Las últimas prescripciones del concilio fueron firmadas por 232 padres con derecho a voto (199 obispos, 7 abades, 7 generales de órdenes religiosas, 19 procuradores) en su sesión de clausura (la vigésimo quinta), celebrada durante los días 3 y 4 de diciembre de 1563. No obstante la resistencia de la curia, Pío IV otorgó la confirmación de todos los decretos, unánimemente aprobados por el concilio, e instituyó una congregación especial, encargada de interpretar auténticamente los decretos conciliares y de velar por su puesta en práctica. Cuando el mismo papa autorizó a un grupo de diócesis alemanas la comunión bajo las dos especies, se comprobó que este uso no constituía una verdadera diferencia. El uso se fue suprimiendo poco a poco a partir del año 1571.

Notas

[33] Disputa entre el papa y el emperador. En una solemne protesta hecha en Bolonia, el emperador insistió en la prosecución del concilio.

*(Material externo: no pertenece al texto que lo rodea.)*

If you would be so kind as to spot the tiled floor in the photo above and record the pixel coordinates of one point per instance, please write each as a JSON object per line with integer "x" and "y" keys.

[34] De los concilios anteriores tampoco poseemos más que los cánones o la descripción de alguna solemnidad o algún sermón en su versión auténtica.

[35] En el Interin imperial de 1548 intervino finalmente Melanchton. El papa concedió permiso para el matrimonio de los sacerdotes y para la comunión de los laicos bajo las dos especies.